Our study presented a new strategy of dynamically monitoring the AKI status of patients during their first 3 days of admission, and over-inflammation might explain the poor mortality outcomes in the deteriorated group. The difference in the survival curves between the deteriorated and non-deteriorated groups suggests this classification has the potential to be a useful sepsis phenotyping tool. We made a validation and compared the deteriorated group to non-deteriorated group in all the 523 patients; the survival curve remained distinct (p = 0.034) and the p value became 0.050 if we removed the patients with permanent renal replacement therapy prior to admission (Figure S3-S4).

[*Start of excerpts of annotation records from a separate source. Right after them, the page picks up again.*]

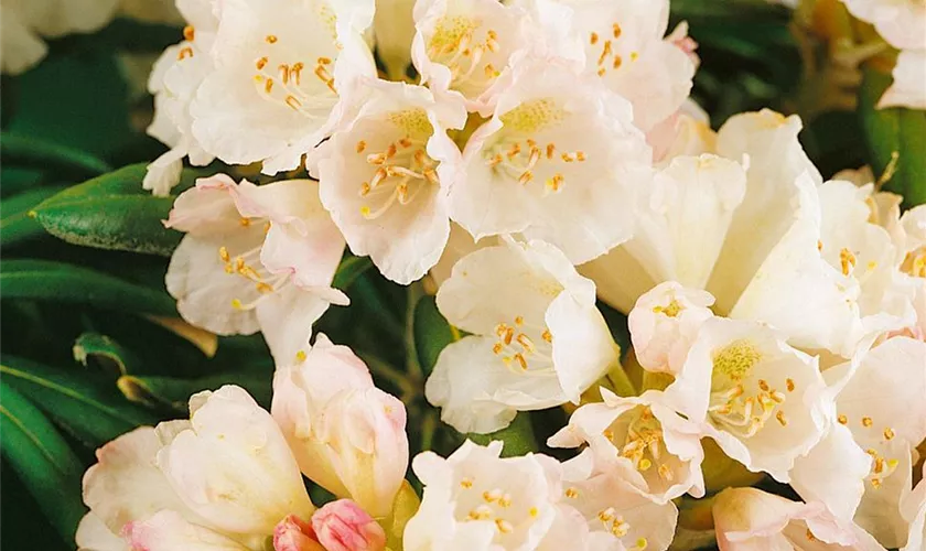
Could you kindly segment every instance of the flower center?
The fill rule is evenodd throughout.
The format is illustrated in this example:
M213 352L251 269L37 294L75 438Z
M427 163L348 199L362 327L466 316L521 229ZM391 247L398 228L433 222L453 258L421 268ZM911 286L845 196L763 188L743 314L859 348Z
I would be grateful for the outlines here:
M276 46L280 42L277 35L268 34L265 42L270 46L268 55L255 62L257 72L254 83L258 94L266 100L288 107L304 117L326 117L337 102L337 89L332 76L333 61L330 57L317 57L310 76L305 73L312 64L301 60L288 60L286 50L280 51L279 46ZM280 63L280 58L287 63Z
M531 338L528 334L534 334L535 337L539 335L539 338ZM502 363L510 371L527 372L539 364L543 367L530 369L531 375L553 372L553 336L546 326L528 324L524 316L516 316L514 325L496 325L495 336L498 337L498 342L493 345L492 352L502 357Z
M428 57L450 69L451 86L485 87L502 74L486 61L498 47L498 34L492 29L483 31L482 21L444 17L428 44Z
M383 151L370 152L366 155L366 162L376 170L369 182L360 184L359 195L370 203L378 202L376 207L372 205L360 207L360 214L369 220L383 216L396 203L408 205L430 184L440 184L434 170L438 162L426 151L428 137L433 133L427 115L423 111L420 112L423 123L408 120L408 115L405 119L401 117L401 115L394 116L394 119L398 120L398 126L412 131L389 143ZM416 129L418 131L413 131ZM358 141L356 151L357 154L366 152L366 141Z
M772 418L782 426L788 424L785 412L778 408L787 395L764 379L749 383L761 360L762 354L745 339L735 341L713 355L708 413L714 423L740 437L754 436ZM793 379L785 380L788 393L795 388Z

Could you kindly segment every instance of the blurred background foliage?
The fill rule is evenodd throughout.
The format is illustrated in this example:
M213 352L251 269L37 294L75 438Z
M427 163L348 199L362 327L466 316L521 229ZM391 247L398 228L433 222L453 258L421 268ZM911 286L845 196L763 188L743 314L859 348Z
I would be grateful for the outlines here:
M693 98L715 129L763 107L803 115L801 139L825 176L864 164L880 174L901 151L889 186L923 202L926 169L906 153L918 150L926 162L924 114L873 111L889 82L883 67L868 67L858 108L854 88L848 104L821 101L833 99L820 93L831 36L815 34L820 13L798 15L805 21L762 0L674 1L672 25L688 21L700 44ZM43 63L0 79L0 533L9 549L73 549L94 450L139 424L183 417L190 393L238 383L269 406L273 366L262 338L196 331L163 289L181 236L160 224L171 199L141 190L144 164L163 151L144 133L144 79L180 36L179 28L120 19L52 42ZM187 171L184 185L218 171L257 177L216 164ZM317 331L354 347L377 383L406 401L412 454L446 454L463 435L427 407L423 380L460 335L421 284L401 288L369 268L345 257L335 284L353 304L333 307ZM601 307L626 350L626 318ZM495 436L508 454L559 455L542 442L566 415L521 413ZM313 489L316 501L323 494Z

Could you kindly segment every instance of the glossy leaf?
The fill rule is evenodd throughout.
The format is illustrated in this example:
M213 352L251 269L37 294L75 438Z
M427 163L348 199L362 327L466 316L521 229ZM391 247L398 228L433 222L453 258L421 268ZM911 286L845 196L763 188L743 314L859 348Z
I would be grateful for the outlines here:
M170 256L183 237L161 223L173 197L142 190L144 173L144 164L132 164L69 187L37 205L35 219L74 245ZM185 171L182 183L189 186L198 175Z
M112 379L78 367L50 367L0 355L0 380L42 409L55 424L95 449L140 424L158 420L130 403Z
M105 310L176 315L173 299L164 292L49 260L0 260L0 299L79 303Z
M74 541L85 512L80 463L39 408L3 381L0 434L0 454L29 488L49 523L64 541Z
M39 203L64 187L36 187L0 201L0 247L45 234L42 225L29 216Z
M926 111L876 109L877 100L891 82L891 75L886 73L865 69L859 89L859 116L872 170L881 175L893 165L893 174L884 182L884 188L902 194L904 206L908 208L926 203Z

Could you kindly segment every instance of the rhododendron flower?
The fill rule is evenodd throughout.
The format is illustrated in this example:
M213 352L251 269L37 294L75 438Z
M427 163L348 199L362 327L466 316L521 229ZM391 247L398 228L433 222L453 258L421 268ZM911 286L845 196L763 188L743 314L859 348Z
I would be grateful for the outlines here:
M495 0L421 0L414 6L414 67L438 96L492 115L498 77L527 47L527 14Z
M798 461L795 487L833 514L854 515L885 547L900 547L907 532L900 501L911 487L911 451L926 439L926 343L889 338L823 376L838 391L837 422L843 426L837 429L848 431L838 445L817 446ZM847 461L862 453L870 456L866 463ZM831 477L820 476L822 469Z
M715 317L702 325L666 400L726 455L786 483L828 428L832 398L818 363L766 325Z
M575 410L549 445L588 443L595 473L617 476L657 503L686 493L704 495L704 453L698 425L667 407L661 392L618 398L602 388L601 395L604 402Z
M634 123L649 131L681 107L691 90L697 57L685 28L665 36L669 23L668 0L631 2L531 1L543 32L561 34L552 25L568 25L564 52L580 48L583 72L597 76L609 89L634 106ZM550 9L568 8L571 17L545 17ZM570 56L570 54L562 54Z
M220 3L209 73L190 106L193 136L226 163L298 168L342 117L341 94L375 75L362 33L373 0Z
M406 551L535 549L550 530L561 493L556 460L527 454L500 458L502 442L470 441L448 458L414 457L424 485L418 512L406 525Z
M902 51L891 74L894 83L877 100L877 108L926 109L926 50Z
M900 50L926 50L926 6L919 0L842 0L852 15L874 25Z
M701 324L713 317L713 302L711 293L675 281L659 283L640 295L627 316L639 365L649 371L677 374Z
M434 101L420 86L357 86L356 118L316 152L313 172L351 250L408 284L437 263L446 245L445 163L460 155L446 129L461 128L466 114Z
M821 504L801 504L755 488L728 488L713 505L721 551L883 551L864 530L839 523Z
M426 385L461 432L506 426L517 411L579 396L617 361L594 284L543 241L480 249L438 291L448 321L473 333L443 349Z
M476 240L543 239L573 263L627 240L652 156L627 102L546 60L505 78L492 119L466 142L451 218Z
M309 478L385 516L408 466L405 404L373 386L366 365L319 334L273 377L273 418Z
M256 186L224 174L181 194L164 225L186 231L168 268L184 320L219 335L258 329L278 361L308 346L329 303L344 241L305 180Z
M206 75L215 71L212 47L218 18L212 0L177 0L176 7L189 23L183 42L164 50L148 79L148 91L154 96L148 133L171 148L148 165L142 186L154 195L166 195L180 182L184 156L196 166L215 159L193 138L190 104Z
M29 0L0 4L0 74L19 75L49 51L42 37L91 32L109 22L118 0Z
M283 434L247 392L200 392L190 411L190 421L136 429L97 452L84 501L112 533L131 549L258 551L287 517L311 518Z

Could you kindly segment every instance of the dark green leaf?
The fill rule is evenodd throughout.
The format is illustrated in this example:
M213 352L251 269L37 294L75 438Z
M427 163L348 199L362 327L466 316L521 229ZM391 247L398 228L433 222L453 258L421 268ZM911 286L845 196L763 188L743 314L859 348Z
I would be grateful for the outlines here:
M0 260L0 299L80 303L105 310L176 315L173 299L164 292L47 260Z
M146 165L132 164L67 188L34 208L53 236L74 245L170 256L183 234L164 228L173 197L141 188ZM184 184L198 175L185 171Z
M140 424L158 421L129 403L112 379L99 372L0 355L0 380L30 398L55 423L91 449Z
M859 116L874 173L883 174L893 164L894 173L884 188L902 194L904 206L913 207L926 203L926 111L876 109L891 82L886 73L865 69Z
M58 534L67 542L74 541L85 511L80 503L80 463L45 415L2 381L0 434L0 454Z
M0 247L45 234L29 212L63 187L36 187L0 201Z
M112 170L106 161L90 153L11 132L0 132L0 159L10 166L55 171L58 177L95 176Z
M518 413L512 424L493 432L492 434L466 434L466 437L476 444L486 445L493 440L500 440L505 443L502 449L504 457L524 455L537 451L537 441L534 437L534 428L530 425L530 414L526 411Z

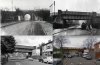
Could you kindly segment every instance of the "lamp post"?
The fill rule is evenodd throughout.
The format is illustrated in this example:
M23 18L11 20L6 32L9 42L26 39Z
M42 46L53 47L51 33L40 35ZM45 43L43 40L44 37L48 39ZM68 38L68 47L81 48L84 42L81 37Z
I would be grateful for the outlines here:
M13 11L13 0L12 0L12 2L11 2L11 3L12 3L12 11Z

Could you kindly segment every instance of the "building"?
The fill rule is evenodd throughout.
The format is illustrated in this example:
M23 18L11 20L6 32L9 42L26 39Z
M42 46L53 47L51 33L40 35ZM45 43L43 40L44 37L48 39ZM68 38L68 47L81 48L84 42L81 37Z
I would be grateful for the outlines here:
M53 41L49 41L48 43L42 46L42 56L52 56L53 54Z
M32 50L32 57L34 59L38 59L40 57L40 48L39 47Z
M94 45L95 58L100 58L100 42Z
M32 46L16 45L14 53L9 55L13 58L26 58L27 56L32 56L32 50L34 48Z

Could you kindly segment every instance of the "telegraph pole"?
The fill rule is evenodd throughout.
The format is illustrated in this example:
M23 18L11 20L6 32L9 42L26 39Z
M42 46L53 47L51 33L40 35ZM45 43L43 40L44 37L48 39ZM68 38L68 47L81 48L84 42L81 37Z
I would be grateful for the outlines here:
M54 15L55 15L55 1L54 1Z
M13 11L13 0L12 0L12 11Z

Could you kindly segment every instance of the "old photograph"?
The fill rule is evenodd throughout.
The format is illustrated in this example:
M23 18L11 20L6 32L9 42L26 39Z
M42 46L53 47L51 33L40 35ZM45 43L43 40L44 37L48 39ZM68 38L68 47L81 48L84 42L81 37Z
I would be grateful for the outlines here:
M1 65L52 65L52 36L1 36Z
M100 0L55 0L54 35L100 35Z
M100 36L54 36L53 65L100 65Z
M52 0L0 0L2 35L52 35Z

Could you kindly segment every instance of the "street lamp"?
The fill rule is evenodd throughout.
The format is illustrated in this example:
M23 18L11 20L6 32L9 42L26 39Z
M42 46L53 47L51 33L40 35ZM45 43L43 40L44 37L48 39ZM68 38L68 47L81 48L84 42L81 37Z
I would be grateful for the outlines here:
M13 0L12 0L12 11L13 11Z

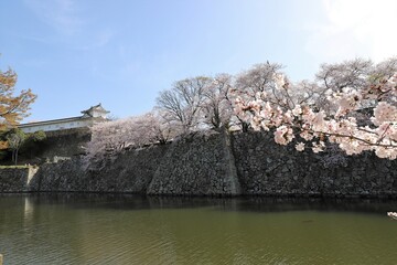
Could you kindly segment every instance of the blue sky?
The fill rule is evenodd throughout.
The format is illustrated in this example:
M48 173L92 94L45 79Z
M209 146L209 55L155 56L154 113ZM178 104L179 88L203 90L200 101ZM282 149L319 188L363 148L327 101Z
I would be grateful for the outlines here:
M149 112L172 83L267 60L292 81L319 65L397 55L394 0L2 0L0 68L39 98L24 121L101 103Z

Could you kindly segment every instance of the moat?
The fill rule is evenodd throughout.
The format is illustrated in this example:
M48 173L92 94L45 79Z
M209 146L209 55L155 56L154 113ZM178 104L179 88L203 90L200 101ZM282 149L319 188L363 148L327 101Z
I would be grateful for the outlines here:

Our study had some limitations. First, our categorization required AKI status information from day 3; therefore, patients who died before the third day of ICU admission were excluded. Nevertheless, most patients with sepsis admitted to the ICU survived for more than 3 days. Second, the number of patients in the subpopulation with immune profiles was relatively small, especially after they were categorized into subgroups. The likelihood that 74 patients can represent all potential immune responses may be questionable. A little investigation revealed that these 74 patients were relatively evenly distributed across groups (normal group: 48 (26.2%), improved group: 14 (27.9%), and deteriorated group: 12 (26.3%), p = 0.969). Third, since this study was conducted by retrospectively reviewing medical charts, the potential for selection bias must be considered. A multicenter, prospective validation study with clinical variables and immune profiles is warranted in the future.

Conclusions

The dynamic change in AKI status from day 1 to day 3 of ICU admission has the potential to be used as a sepsis phenotype to predict hospital mortality. AKI stage progression is associated with poor mortality outcomes and hyper-inflammatory responses.

Ethics approval and consent to participate

Written informed consent was obtained from the patients or their surrogates in the subpopulation with immune profiles. This study was approved by the Institutional Review Board of Chang Gung Memorial Hospital. All procedures were performed in accordance with the relevant guidelines and regulations.

Funding

This work was supported in part by the Grant numbers CMRPG8B1063, CMRPG8H1171, CMRPG8J0421, CMRPG8J0422, CMRPG8B1073, CMRPG8B1083, and CMRP8E0731.

Conflicts of interest

The authors have no potential conflicts of interest to declare.